My work used to be split between long weeks in the lab running experiments, and days spent developing scripts for complex bioinformatics analyses, but I recently put down the pipettes completely to dedicate myself to building computational biology models using bioinformatics. I was recruited by Dr Winston Hide to join his lab at Beth Israel Deaconess Medical Center (BIDMC), Harvard Medical School, as a Postdoctoral Research Fellow since January 2021.
Passionate about my work (& life), I am naturally curious and eager for knowledge. I am an advocate of open, transparent and good quality science, and I defend a rigorous but kind research culture.
Tell us a fun fact about yourself:
Although I have been struggling to find the time recently, I am a proud gamer that loves to play videogames on my own or online with friends. The group of friends whom I used to play online during my PhD had such an important role in my life during that period that I even got a tattoo to honour our time together and how much their support meant to me. We still keep in touch but adult life in addition to the time difference makes it challenging for us to play together as often as we used to.

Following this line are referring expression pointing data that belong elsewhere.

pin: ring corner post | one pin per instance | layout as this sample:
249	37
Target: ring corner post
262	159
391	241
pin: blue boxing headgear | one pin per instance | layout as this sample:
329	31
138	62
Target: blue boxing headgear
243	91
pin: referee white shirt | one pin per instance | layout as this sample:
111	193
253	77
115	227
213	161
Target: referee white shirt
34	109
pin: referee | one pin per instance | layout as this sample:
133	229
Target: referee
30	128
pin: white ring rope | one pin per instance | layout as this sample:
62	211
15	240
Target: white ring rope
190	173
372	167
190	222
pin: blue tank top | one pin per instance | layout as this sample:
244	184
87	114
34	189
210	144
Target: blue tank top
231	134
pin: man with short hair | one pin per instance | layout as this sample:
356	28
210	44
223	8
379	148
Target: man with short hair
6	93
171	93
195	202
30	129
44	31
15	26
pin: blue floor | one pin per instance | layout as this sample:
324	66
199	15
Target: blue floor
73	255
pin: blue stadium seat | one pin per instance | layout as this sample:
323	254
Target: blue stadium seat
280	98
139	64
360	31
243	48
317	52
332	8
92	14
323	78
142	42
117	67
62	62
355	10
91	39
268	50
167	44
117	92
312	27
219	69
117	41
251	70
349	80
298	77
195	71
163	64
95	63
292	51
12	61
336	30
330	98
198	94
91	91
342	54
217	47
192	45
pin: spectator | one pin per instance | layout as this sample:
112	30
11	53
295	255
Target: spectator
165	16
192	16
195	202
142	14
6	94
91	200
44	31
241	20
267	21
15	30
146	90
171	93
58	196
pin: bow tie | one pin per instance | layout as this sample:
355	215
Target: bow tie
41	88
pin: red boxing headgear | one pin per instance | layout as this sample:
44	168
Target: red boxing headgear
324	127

Why did you choose to work in dementia:
Honestly, it was the result of being inspired by a sum of ’whos’ and ’whats’. The Alzheimer’s disease side of my research took an exponential growth in me in my last year of the Master’s degree (where I focused my studies in Neuroscience) in two complementary sides: the scientific enthusiasm driven by my supervisor at the time (a ’who’), and an increasing personal care developed in me as a result of coming across patient’s experiences and stories, as well as their families’ fears and concerns.

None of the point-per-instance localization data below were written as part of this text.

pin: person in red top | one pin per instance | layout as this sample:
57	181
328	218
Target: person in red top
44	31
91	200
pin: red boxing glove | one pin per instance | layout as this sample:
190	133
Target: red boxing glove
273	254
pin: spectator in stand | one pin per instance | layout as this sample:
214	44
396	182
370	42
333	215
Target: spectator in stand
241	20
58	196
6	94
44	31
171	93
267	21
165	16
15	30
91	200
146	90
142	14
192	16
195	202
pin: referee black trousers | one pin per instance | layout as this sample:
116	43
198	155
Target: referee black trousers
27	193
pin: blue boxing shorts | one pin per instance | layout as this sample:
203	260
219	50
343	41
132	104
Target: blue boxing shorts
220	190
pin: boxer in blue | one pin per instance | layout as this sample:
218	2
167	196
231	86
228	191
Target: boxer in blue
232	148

What single piece of advice would you give to an early career researcher?
Make sure to find time to rest and recharge. Your brain needs to be bored to come up with great and creative ideas. It’s a reminder that I constantly need.
What book are you reading right now? Would you recommend it?
I am currently reading “1984” which I don’t think needs me recommending it. I’m about to start “Atomic habits”, followed by “Dare to lead”, two books that I am super excited about.